I'm having substantial difficulty learning counting. The subject appears to be presented as a large, scattered collection of contrived formulas, few of which are obvious, with very little explanation of the relationships between them. Ideally, there would be a master formula from which all specific formulas could be derived, but this may be an unrealistic expectation.
The next best thing would be to learn a list of independently toggleable feature distinctions, sufficiently jointly exhaustive to narrow a word problem down to a unique formula. Examples of such feature distinctions include "arrangement order matters VS arrangement order doesn't matter," "elements are uniquely identifiable (each red ball has a serial number) VS elements are not uniquely identifiable (a red ball is a red ball)," and "replacement VS no replacement." Then a set of tables (or a hierarchical database?) would be supplied to reference the formula for each combination of features, all in the framework of a single, consistent notation. The learner could use these tables to solve problems, and memorize the formulas over time, similar to a Laplace Transform table in an ODE course.
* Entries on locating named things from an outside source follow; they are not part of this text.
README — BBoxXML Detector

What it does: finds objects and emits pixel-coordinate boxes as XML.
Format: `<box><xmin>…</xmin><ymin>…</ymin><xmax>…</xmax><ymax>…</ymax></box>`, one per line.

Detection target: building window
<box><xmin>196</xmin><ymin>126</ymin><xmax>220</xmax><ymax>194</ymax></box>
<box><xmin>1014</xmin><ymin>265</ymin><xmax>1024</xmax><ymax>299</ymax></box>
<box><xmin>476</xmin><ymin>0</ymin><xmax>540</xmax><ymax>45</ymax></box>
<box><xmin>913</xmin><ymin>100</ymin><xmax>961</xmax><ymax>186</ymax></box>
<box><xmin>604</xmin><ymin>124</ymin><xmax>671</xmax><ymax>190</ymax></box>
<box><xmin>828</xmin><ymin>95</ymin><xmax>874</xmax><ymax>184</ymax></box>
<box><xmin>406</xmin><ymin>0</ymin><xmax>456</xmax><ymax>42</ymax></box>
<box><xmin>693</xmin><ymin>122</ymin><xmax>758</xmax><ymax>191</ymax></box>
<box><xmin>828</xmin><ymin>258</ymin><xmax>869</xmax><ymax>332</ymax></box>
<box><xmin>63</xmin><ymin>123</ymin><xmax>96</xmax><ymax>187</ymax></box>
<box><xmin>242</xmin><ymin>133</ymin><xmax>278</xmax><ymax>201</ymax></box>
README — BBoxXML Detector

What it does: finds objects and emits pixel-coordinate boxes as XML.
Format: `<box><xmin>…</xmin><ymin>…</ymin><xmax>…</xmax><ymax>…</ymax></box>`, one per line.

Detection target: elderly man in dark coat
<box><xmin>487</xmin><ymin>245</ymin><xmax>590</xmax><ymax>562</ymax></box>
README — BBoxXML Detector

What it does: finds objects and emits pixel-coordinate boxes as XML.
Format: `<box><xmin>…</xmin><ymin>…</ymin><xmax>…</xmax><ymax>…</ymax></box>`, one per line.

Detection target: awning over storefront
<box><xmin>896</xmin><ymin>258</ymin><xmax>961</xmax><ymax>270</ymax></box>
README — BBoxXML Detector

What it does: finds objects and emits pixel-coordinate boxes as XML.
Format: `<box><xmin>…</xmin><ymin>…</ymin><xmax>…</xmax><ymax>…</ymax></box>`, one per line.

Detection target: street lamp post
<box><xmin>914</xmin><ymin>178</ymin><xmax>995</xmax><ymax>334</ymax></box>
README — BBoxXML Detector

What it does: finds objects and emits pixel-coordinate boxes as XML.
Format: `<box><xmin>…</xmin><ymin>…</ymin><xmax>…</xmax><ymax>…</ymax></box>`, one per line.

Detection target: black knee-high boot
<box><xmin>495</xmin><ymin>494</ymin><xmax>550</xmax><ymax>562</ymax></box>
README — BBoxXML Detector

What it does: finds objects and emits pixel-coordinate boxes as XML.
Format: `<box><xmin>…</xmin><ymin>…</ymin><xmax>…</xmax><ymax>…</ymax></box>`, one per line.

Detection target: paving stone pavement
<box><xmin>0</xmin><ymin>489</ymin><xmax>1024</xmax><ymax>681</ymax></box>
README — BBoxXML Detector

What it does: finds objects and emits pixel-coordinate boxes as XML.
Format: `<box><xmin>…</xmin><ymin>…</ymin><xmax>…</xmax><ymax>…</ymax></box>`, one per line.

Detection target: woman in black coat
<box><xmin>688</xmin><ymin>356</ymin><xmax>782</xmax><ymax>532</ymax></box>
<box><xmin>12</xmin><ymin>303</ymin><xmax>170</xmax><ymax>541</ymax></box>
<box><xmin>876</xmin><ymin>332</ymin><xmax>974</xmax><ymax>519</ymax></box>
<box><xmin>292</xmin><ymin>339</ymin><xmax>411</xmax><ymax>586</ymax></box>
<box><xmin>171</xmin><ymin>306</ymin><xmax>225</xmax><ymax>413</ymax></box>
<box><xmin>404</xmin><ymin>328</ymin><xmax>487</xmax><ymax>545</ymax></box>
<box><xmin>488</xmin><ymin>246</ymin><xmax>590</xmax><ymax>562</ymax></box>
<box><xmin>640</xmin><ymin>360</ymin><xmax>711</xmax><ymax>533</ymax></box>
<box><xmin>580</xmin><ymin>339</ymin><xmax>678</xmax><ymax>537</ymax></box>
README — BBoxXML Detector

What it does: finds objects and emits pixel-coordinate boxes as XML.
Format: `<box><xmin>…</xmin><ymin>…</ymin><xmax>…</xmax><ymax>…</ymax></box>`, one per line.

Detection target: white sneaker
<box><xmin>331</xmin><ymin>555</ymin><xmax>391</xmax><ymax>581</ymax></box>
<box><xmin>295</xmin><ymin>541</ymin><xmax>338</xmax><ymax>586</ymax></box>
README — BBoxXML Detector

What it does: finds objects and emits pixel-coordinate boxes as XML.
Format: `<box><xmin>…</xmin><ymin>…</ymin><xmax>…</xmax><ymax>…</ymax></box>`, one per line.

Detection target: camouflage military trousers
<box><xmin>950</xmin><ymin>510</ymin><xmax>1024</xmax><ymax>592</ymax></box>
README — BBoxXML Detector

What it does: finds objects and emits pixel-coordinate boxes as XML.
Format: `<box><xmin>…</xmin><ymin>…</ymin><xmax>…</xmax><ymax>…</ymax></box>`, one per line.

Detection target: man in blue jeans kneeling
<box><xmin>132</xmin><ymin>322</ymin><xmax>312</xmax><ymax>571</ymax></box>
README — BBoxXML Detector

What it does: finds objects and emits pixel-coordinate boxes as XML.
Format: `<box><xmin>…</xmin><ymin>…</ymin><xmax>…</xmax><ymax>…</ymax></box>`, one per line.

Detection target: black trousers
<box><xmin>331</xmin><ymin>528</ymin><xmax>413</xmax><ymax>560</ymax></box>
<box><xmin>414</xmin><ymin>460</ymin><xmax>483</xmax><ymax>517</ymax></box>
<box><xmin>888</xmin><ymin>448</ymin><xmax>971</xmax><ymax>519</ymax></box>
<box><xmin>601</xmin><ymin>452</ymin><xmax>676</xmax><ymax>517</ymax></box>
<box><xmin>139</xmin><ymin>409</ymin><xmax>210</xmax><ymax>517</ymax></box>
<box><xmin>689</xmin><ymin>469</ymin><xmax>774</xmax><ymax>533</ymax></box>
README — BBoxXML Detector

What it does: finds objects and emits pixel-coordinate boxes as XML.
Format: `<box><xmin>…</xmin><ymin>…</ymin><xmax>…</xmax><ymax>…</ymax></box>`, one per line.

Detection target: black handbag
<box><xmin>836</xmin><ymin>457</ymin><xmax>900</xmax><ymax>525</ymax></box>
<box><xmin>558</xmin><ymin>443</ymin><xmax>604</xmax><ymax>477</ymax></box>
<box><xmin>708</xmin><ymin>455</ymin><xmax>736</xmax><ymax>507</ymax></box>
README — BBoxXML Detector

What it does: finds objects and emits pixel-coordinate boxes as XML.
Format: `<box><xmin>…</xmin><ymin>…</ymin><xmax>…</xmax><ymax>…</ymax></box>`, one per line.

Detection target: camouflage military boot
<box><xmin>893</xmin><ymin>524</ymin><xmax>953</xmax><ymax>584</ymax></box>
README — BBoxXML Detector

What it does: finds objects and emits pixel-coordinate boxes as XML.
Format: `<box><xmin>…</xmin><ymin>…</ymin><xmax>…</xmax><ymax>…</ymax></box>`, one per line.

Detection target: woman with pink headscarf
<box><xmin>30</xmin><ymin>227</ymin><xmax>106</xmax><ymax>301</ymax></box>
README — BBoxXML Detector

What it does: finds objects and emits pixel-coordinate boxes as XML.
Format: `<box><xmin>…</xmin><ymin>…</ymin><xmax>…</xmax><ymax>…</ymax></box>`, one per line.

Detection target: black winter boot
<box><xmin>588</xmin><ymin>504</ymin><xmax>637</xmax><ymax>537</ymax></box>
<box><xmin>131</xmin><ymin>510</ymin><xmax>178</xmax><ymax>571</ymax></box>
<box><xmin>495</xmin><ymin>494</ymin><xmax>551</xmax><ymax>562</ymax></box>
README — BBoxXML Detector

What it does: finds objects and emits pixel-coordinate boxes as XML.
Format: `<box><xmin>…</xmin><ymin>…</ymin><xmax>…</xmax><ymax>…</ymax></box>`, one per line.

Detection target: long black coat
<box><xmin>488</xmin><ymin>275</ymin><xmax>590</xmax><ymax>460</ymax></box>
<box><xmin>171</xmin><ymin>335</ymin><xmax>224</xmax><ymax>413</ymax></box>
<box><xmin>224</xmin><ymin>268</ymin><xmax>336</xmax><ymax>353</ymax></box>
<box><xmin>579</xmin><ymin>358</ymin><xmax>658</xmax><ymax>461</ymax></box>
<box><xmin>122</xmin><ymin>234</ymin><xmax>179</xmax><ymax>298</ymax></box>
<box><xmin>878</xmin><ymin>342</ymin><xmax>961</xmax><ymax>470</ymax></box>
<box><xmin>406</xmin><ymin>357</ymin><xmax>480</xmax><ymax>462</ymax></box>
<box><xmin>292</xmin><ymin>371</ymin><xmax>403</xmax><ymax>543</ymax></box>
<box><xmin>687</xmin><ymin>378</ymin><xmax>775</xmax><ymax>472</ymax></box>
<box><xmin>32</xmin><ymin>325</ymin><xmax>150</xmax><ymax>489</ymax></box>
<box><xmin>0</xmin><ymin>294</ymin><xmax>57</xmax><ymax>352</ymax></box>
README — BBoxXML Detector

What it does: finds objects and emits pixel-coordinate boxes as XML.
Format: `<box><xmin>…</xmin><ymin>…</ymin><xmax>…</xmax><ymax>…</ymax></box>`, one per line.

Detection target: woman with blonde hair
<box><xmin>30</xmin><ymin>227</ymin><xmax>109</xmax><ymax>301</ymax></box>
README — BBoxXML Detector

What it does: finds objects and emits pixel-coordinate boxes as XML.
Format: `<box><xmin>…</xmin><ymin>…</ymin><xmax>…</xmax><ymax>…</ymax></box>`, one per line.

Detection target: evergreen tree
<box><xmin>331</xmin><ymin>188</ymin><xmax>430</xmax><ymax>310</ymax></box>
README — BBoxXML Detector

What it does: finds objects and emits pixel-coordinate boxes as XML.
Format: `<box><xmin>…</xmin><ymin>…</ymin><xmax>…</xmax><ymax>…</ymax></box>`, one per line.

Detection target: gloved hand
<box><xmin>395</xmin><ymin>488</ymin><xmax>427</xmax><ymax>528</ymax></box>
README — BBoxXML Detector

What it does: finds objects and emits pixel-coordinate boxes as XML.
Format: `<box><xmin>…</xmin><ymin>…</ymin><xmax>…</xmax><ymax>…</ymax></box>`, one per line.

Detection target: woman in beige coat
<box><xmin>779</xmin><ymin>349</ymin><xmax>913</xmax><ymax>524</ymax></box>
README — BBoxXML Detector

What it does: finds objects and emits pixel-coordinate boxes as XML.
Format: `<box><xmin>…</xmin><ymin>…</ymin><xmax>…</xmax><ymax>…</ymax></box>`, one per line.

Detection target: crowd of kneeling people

I started to create my own set of tables here for the $3$ distinctions above, but it needs to be expanded to consider the features that distinguish arrangements, derangements, ordered and unordered set partitions, number theory partitions, compositions, etc., as well as any distinctions within those topics. This is a very tall task for someone learning the subject, and would be more appropriate for an educator to organize. I've been finding it prohibitively time consuming and difficult to piece together loads of scattered formulas, try to parse out the fundamental features distinguishing them, and ask tons of questions about combining those features in the other, untaught ways.
The formulas corresponding to some combinations of features are unknown, of course, but at least the approach described would give a reasonable, systematic way to assess the relevant features of a real world counting problem when the appropriate formula is known. Without this degree of organization, I feel like what I'm doing is the equivalent of trying to learn Laplace Transforms in an ODE class that offers no LT definition, no reference table, and scatters the individual definitions for the LTs of specific functions randomly throughout the course, except that the combinatorics formulas I'm trying to learn are far more numerous.
Have there been any attempts to introduce counting in a more organized, top-down fashion? To summarize, I'm having a hard time both sharply understanding/piecing together the various distinctions present in arrangements, derangements, partitions, etc. (i.e., "order mattering" is used with different meanings in not-entirely-dissimilar contexts), and breaking word problems and real world problems down in terms of these distinctions. I'm certainly not seeking rigor for the sake of rigor, but presentations of this subject I've seen seem to use omission, rather than curation, to increase the accessibility of material, which for me is having the opposite impact.